今年に入ってから、中国は尖閣諸島の周辺海域に「海上ブイ」を設置した。設置場所は排他的経済水域(EEZ)の境界線である「日中中間線」の日本側で、中国による構造物設置は国連海洋法条約と国内法に違反するという。
「尖閣諸島沖では、今も海保や自衛隊が警戒を続けていますが、それをあざ笑うかのような行為です。ブイには多数のアンテナが備えられており、音や海中データを収集・分析することで海上自衛隊の潜水艦の動向を把握でき、なおかつ攻撃に転じる布石でもあるわけです」(軍事ジャーナリスト)
尖閣諸島沖での問題は、中国の経済状況と連動している。
日本企業は、賃金が高くなった中国から工場などを撤退させ、ミャンマーやタイへと生産拠点を移動し始めている。
仮に中国バブルがはじけた場合、中国はなりふりかまわずに尖閣諸島沖の油田を漁り始めるだろうと言われている。
日本はたとえばジャブも少しずつ打っている。講演で、森本敏元防衛大臣は「日中に領有権問題がないというわが国の公式の立場は国際慣習から見ると難しい解釈だ。政治、外交上の重大な問題の存在は認めるべきではないか」とも述べ、日中間の歩み寄りを促している。
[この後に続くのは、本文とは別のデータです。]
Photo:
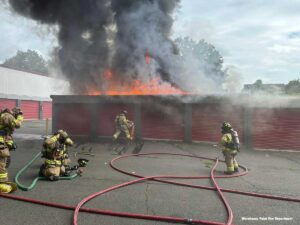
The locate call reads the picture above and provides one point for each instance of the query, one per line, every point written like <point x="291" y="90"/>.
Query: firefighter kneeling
<point x="230" y="142"/>
<point x="123" y="125"/>
<point x="57" y="162"/>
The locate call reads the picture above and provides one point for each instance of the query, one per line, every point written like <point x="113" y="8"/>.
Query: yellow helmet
<point x="8" y="187"/>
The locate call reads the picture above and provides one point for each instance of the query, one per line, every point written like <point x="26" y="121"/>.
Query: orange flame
<point x="154" y="87"/>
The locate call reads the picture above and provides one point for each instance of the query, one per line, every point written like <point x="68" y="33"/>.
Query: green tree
<point x="293" y="87"/>
<point x="29" y="61"/>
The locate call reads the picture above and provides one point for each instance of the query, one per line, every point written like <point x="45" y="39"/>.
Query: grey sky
<point x="260" y="38"/>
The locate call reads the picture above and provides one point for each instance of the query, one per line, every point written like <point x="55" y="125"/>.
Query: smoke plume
<point x="95" y="35"/>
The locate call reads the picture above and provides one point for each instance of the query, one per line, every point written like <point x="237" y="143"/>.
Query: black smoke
<point x="97" y="34"/>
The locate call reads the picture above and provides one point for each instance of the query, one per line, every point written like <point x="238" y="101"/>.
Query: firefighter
<point x="123" y="125"/>
<point x="56" y="156"/>
<point x="9" y="121"/>
<point x="230" y="144"/>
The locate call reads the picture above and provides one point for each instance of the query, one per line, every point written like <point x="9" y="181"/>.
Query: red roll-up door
<point x="276" y="129"/>
<point x="7" y="103"/>
<point x="30" y="109"/>
<point x="165" y="122"/>
<point x="74" y="118"/>
<point x="207" y="121"/>
<point x="47" y="110"/>
<point x="107" y="114"/>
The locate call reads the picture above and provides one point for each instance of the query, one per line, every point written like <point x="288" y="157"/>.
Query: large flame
<point x="154" y="86"/>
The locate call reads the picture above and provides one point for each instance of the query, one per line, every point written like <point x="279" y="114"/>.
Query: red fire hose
<point x="160" y="179"/>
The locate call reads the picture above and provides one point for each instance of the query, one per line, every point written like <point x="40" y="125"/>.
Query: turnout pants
<point x="230" y="160"/>
<point x="4" y="153"/>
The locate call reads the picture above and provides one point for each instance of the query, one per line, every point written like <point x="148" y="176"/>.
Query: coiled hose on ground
<point x="159" y="179"/>
<point x="34" y="182"/>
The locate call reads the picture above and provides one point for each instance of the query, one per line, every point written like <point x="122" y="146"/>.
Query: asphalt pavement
<point x="275" y="173"/>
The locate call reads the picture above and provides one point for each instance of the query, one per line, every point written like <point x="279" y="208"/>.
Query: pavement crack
<point x="147" y="200"/>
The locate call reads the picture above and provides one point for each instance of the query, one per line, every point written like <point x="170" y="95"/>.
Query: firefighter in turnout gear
<point x="9" y="121"/>
<point x="123" y="125"/>
<point x="230" y="144"/>
<point x="56" y="156"/>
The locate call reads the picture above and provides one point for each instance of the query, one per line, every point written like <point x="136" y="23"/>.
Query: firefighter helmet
<point x="226" y="126"/>
<point x="6" y="110"/>
<point x="82" y="162"/>
<point x="63" y="135"/>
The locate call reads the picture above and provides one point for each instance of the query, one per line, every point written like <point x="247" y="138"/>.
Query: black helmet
<point x="226" y="126"/>
<point x="82" y="162"/>
<point x="63" y="135"/>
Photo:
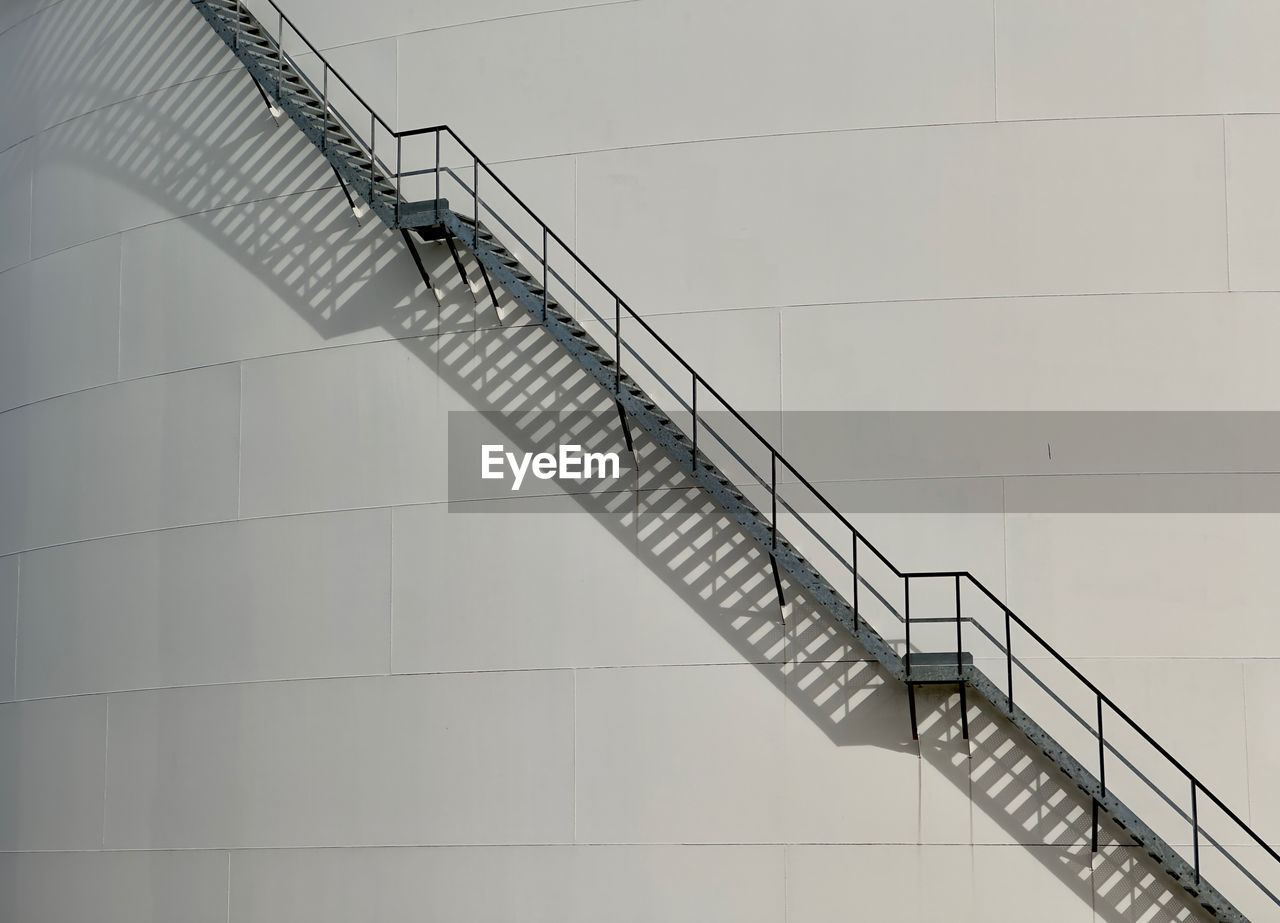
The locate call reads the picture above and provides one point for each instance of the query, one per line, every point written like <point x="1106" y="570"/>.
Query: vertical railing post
<point x="960" y="677"/>
<point x="1009" y="656"/>
<point x="773" y="494"/>
<point x="1102" y="753"/>
<point x="279" y="53"/>
<point x="693" y="455"/>
<point x="856" y="624"/>
<point x="617" y="345"/>
<point x="906" y="617"/>
<point x="1196" y="830"/>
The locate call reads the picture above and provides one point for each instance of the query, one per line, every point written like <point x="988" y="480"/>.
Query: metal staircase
<point x="981" y="631"/>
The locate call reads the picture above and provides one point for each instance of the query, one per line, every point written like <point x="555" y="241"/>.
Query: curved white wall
<point x="256" y="671"/>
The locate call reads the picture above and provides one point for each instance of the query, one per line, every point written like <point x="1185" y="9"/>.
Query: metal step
<point x="256" y="50"/>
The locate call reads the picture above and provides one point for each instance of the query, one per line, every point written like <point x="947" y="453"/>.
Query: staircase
<point x="371" y="167"/>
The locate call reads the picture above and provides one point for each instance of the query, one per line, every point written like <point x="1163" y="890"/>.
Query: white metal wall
<point x="256" y="672"/>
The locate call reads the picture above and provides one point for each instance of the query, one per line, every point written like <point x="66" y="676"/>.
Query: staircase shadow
<point x="209" y="145"/>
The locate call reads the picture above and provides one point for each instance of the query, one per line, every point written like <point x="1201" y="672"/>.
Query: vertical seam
<point x="391" y="592"/>
<point x="1248" y="773"/>
<point x="106" y="759"/>
<point x="995" y="65"/>
<point x="119" y="311"/>
<point x="240" y="437"/>
<point x="17" y="622"/>
<point x="1226" y="210"/>
<point x="574" y="770"/>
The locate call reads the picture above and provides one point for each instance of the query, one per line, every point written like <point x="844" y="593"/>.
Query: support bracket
<point x="417" y="261"/>
<point x="626" y="428"/>
<point x="275" y="112"/>
<point x="777" y="585"/>
<point x="361" y="211"/>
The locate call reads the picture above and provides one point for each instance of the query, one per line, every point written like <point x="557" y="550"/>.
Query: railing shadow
<point x="298" y="240"/>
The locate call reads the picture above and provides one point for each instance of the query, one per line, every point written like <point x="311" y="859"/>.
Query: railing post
<point x="1196" y="830"/>
<point x="617" y="345"/>
<point x="964" y="694"/>
<point x="773" y="493"/>
<point x="906" y="617"/>
<point x="856" y="624"/>
<point x="1009" y="656"/>
<point x="1102" y="752"/>
<point x="693" y="455"/>
<point x="279" y="53"/>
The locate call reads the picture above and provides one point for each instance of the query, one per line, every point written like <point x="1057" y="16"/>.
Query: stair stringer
<point x="306" y="110"/>
<point x="666" y="433"/>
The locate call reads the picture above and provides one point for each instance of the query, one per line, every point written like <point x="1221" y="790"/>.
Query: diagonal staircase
<point x="376" y="174"/>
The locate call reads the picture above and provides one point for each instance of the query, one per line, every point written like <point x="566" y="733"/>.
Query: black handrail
<point x="776" y="457"/>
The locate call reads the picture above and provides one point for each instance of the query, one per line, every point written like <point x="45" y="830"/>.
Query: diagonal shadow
<point x="209" y="145"/>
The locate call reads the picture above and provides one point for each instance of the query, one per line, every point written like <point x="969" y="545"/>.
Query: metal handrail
<point x="1104" y="702"/>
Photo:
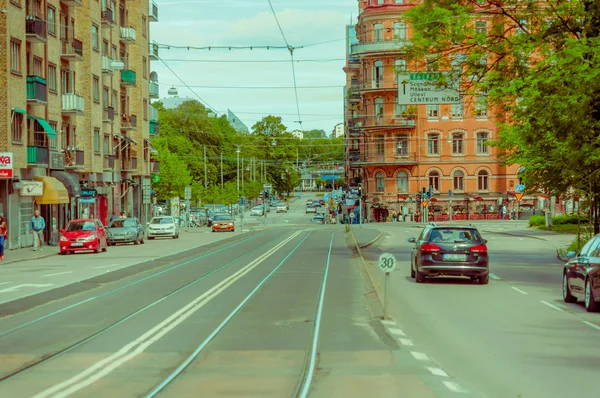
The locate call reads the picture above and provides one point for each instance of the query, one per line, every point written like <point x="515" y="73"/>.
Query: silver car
<point x="163" y="227"/>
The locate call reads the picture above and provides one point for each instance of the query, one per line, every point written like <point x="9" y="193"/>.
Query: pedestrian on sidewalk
<point x="3" y="236"/>
<point x="37" y="230"/>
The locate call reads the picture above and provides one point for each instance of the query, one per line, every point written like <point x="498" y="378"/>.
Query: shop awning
<point x="69" y="181"/>
<point x="45" y="125"/>
<point x="54" y="191"/>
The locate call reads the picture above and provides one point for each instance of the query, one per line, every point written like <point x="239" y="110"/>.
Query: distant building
<point x="236" y="123"/>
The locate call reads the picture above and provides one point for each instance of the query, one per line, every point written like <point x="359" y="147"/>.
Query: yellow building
<point x="75" y="115"/>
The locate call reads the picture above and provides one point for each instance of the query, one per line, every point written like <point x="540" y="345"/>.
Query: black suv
<point x="449" y="250"/>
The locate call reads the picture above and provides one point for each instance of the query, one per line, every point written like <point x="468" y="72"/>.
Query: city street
<point x="512" y="338"/>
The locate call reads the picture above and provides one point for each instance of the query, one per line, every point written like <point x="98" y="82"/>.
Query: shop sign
<point x="32" y="188"/>
<point x="6" y="164"/>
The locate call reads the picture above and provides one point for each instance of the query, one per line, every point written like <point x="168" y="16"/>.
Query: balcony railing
<point x="36" y="89"/>
<point x="35" y="29"/>
<point x="72" y="103"/>
<point x="127" y="35"/>
<point x="153" y="13"/>
<point x="128" y="77"/>
<point x="38" y="155"/>
<point x="378" y="47"/>
<point x="153" y="93"/>
<point x="72" y="50"/>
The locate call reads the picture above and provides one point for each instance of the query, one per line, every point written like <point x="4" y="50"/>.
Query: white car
<point x="163" y="227"/>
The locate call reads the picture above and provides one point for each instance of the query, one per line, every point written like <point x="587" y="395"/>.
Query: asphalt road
<point x="512" y="338"/>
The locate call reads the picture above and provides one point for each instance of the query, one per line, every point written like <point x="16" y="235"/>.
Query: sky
<point x="254" y="83"/>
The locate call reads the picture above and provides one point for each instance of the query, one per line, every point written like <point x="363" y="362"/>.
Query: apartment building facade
<point x="75" y="113"/>
<point x="395" y="150"/>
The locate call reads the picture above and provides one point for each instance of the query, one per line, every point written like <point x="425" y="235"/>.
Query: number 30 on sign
<point x="387" y="262"/>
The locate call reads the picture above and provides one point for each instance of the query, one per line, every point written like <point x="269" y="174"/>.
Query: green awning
<point x="45" y="125"/>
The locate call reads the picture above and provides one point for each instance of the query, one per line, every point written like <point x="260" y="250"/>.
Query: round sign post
<point x="387" y="263"/>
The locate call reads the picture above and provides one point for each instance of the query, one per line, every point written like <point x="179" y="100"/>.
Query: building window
<point x="482" y="139"/>
<point x="459" y="180"/>
<point x="95" y="37"/>
<point x="433" y="144"/>
<point x="380" y="182"/>
<point x="402" y="145"/>
<point x="402" y="181"/>
<point x="457" y="144"/>
<point x="52" y="87"/>
<point x="15" y="56"/>
<point x="434" y="180"/>
<point x="482" y="181"/>
<point x="17" y="126"/>
<point x="96" y="140"/>
<point x="51" y="20"/>
<point x="96" y="89"/>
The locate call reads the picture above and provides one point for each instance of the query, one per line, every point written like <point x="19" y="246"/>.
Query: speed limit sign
<point x="387" y="262"/>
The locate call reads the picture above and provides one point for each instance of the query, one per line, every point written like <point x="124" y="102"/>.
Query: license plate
<point x="455" y="257"/>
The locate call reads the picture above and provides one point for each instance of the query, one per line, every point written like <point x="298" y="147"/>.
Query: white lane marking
<point x="437" y="372"/>
<point x="551" y="305"/>
<point x="108" y="266"/>
<point x="454" y="387"/>
<point x="397" y="331"/>
<point x="57" y="273"/>
<point x="420" y="356"/>
<point x="137" y="346"/>
<point x="590" y="324"/>
<point x="519" y="290"/>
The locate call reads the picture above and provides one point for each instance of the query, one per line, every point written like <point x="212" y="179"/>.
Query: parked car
<point x="581" y="276"/>
<point x="163" y="227"/>
<point x="83" y="235"/>
<point x="125" y="230"/>
<point x="223" y="222"/>
<point x="449" y="251"/>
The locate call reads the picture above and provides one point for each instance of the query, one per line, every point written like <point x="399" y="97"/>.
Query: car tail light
<point x="479" y="249"/>
<point x="430" y="248"/>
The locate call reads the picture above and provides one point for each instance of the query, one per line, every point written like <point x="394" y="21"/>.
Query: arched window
<point x="402" y="182"/>
<point x="434" y="180"/>
<point x="483" y="181"/>
<point x="459" y="180"/>
<point x="380" y="182"/>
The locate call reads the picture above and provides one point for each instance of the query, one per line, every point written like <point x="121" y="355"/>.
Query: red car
<point x="83" y="235"/>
いっぽうで、日本政府は、尖閣諸島問題を中国政府とまともに話し合うこともできない。テーブルにつけないのだ。中国の哨戒機や警戒艇は、いつでも領海侵犯できるポジションを常にとっている。
「中国は日本からなんらかの条件を引き出すのを待っているのだろう。尖閣については少しずつ中国が外濠を埋めている」(週刊誌政治記者)
これほどまでに領海侵犯を繰り返す中国に対して、日本は本当に手が打てないのだろうか。経済政策ばかりがニュースでとりあげられているが、安倍首相の外交手腕が問われている。